Thinking errors to avoid if you want to be healthier and happier

This is a wonderful set of ideas from positive psychology researcher, Marie-Josée Shaar. You can find the original article here.

How many of these do you do? If you are like most of us, the answer is all of them. It takes a bit of discipline to avoid them. Start every day with awareness and a plan to move your brain away from these dead end errors.

Sunk Costs


We hate failure. The more time, energy, and money we’ve invested into something, the less we want to let it go, explains Daniel Kahneman in his book, Thinking, Fast and Slow. So we watch a late night TV show until the end even if the episode is terrible and we know we’ll suffer from sleep deprivation the next day. We eat the whole Sumo-size dish the waiter placed under our nose, even if doing so requires us to loosen our belts.

Loss Aversion


We hate to lose, or to miss out on something. Kahneman, Knetsch, and Thaler estimate that losses have about twice the psychological impact of equivalent gains. When faced with a choice, we therefore tend to place more weight on avoiding loss than on trying to gain something else. That’s why we pick the happy hour over the gym session, read Facebook posts past bedtime, and cheat on our eating plan when an opportunity arises.

Optimism Bias

We like to think that we are immune to disease or protected from dangers by some invisible guardian angel. William Klein describes a tendency to think “It won’t happen to me,” a state of mind adopted by people who have unprotected sex or who choose the drive-through for daily sustenance.

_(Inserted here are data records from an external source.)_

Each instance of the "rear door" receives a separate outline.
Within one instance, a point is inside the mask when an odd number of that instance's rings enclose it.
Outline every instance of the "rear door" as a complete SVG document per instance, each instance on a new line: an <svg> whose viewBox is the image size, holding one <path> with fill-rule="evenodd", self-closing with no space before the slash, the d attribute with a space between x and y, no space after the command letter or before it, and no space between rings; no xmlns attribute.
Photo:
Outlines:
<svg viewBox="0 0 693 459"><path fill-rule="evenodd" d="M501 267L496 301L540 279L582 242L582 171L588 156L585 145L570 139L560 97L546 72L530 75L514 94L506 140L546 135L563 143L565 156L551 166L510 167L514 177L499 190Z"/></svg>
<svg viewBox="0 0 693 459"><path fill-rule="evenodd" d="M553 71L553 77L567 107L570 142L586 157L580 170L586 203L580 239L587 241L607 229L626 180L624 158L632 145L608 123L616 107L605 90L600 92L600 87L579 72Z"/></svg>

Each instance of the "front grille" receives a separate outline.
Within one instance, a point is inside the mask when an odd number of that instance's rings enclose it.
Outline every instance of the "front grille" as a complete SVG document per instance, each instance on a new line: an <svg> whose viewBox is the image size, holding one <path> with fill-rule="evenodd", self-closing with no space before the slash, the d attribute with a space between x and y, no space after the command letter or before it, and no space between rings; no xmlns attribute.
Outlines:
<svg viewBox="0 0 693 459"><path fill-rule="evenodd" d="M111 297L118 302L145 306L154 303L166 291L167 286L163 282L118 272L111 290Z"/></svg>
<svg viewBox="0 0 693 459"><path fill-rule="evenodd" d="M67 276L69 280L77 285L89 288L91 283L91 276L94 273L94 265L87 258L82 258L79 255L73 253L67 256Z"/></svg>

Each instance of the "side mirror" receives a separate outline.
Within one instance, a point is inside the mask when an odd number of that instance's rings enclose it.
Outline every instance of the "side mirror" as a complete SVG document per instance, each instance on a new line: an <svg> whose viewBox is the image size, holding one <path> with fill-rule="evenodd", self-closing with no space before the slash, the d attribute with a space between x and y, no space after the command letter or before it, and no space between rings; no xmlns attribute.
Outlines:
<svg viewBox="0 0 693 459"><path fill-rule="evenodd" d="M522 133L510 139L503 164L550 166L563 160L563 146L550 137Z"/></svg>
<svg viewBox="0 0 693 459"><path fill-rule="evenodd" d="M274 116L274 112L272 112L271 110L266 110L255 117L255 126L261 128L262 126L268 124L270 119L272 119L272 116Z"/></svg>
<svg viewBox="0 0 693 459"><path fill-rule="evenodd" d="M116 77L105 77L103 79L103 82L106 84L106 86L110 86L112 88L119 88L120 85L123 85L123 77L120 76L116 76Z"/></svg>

In my wellness workshops, I often ask members of my audiences how many have below average driving skills. In a crowd of 200 people, I’ll typically see 5 or 6 hands go up, including mine since my husband has told me enough times that it would be tough for me not to know that my driving skills are below average! Similarly, most of us think we need less good sleep, food, mood, and exercise than others to function optimally and stay healthy.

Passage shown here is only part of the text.